- Cover art by Brothers Hildebrandt
- Developer: Interplay Productions
- Publisher: Interplay Productions
- Composer: Charles Deenen
- Platforms: MS-DOS, PC-98, FM Towns
- Release: NA/EU: 1992 (DOS); JP: 1993 (PC-98, FM-Towns);
- Genre: Role-playing
- Mode: Single player

= J.R.R. Tolkien's The Lord of the Rings, Vol. II: The Two Towers =

1992 role-playing video game

J.R.R. Tolkien's The Lord of the Rings, Vol. II: The Two Towers is a video game published by Interplay Productions. It is an adaptation of The Two Towers by J. R. R. Tolkien, which is the second volume in The Lord of the Rings.

The game was released in 1992 for MS-DOS, PC-98, and FM Towns. It is a sequel to J.R.R. Tolkien's The Lord of the Rings, Vol. I.
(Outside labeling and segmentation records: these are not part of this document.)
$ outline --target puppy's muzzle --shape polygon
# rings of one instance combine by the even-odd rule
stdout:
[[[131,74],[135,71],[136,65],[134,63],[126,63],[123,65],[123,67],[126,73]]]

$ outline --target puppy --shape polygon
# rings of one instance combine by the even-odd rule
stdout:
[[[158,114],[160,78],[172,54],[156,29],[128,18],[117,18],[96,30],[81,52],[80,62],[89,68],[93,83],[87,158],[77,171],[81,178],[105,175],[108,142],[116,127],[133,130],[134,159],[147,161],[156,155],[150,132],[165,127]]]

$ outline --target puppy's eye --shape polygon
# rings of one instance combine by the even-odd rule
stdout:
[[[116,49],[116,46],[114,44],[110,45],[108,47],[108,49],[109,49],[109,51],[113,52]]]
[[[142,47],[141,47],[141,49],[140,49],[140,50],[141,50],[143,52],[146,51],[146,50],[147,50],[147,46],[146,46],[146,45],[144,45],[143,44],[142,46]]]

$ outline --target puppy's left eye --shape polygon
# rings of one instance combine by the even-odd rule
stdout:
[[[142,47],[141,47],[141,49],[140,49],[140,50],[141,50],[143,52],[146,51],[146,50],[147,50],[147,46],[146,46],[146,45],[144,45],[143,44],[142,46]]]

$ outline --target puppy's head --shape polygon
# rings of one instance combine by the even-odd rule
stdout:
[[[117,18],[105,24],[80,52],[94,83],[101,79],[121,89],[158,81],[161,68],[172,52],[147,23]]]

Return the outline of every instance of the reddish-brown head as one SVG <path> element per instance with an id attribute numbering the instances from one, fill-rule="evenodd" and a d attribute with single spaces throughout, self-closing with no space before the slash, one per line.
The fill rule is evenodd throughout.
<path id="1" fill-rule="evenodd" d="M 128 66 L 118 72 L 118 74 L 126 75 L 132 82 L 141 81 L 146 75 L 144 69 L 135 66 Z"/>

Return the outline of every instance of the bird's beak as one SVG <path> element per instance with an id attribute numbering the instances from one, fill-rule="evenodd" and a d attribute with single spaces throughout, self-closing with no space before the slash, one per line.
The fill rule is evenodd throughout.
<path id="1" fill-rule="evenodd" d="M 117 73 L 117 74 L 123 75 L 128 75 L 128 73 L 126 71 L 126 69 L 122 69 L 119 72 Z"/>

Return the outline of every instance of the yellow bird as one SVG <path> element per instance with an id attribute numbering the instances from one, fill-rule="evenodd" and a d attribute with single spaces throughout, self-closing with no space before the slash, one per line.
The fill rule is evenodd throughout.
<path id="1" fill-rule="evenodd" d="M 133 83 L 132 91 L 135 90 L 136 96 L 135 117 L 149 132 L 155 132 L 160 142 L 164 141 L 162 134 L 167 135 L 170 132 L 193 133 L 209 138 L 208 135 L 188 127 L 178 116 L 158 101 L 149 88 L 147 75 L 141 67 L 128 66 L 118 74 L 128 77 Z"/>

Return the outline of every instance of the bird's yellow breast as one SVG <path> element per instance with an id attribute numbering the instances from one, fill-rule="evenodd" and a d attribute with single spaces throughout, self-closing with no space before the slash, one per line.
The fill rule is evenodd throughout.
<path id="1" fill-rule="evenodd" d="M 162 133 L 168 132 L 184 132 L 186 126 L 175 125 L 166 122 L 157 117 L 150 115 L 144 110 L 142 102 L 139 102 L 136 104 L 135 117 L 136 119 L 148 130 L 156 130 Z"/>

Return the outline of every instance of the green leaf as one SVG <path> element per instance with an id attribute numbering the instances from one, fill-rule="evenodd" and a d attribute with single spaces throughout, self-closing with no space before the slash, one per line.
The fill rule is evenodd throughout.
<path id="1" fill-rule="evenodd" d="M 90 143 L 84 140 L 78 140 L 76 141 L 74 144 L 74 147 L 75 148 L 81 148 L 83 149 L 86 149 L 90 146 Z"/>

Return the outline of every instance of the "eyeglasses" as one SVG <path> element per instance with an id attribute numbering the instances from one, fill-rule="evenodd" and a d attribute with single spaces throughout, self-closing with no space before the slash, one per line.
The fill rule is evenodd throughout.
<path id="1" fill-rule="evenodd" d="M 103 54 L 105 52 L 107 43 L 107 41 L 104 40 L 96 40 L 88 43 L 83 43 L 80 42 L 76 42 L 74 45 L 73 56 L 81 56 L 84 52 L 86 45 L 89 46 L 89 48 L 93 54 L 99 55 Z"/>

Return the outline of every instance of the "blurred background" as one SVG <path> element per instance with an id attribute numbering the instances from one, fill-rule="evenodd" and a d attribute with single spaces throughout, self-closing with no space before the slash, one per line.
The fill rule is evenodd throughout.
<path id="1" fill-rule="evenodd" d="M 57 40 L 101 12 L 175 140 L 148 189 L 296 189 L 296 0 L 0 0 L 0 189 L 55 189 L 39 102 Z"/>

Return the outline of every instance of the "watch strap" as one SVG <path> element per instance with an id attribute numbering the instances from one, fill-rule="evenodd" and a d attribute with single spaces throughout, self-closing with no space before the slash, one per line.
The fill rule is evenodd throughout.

An Amiga version, and a second sequel, were canceled.

==Gameplay==
The gameplay is similar to that of the first game. It is a role-playing game wherein the player controls multiple characters from the book. It uses a top-down perspective. The game takes place slightly before its predecessor ends: at the dark forest of Fangorn. The story splits into several journeys of different characters similar to the book, the game also switches between different controllable parties. The ultimate goal is to reach Mount Doom and destroy the One Ring, though this is never accomplished in-game as these final scenes were intended for the canceled Volume III.

==Reception==
Computer Gaming World approved of the game's use of predetermined switching between characters, stating that it gives Towers "a depth of narrative which would not otherwise have been possible". The magazine concluded that those who enjoyed the first game in the series would enjoy its sequel, while newcomers might be confused but "still find Towers a worthy piece of entertainment".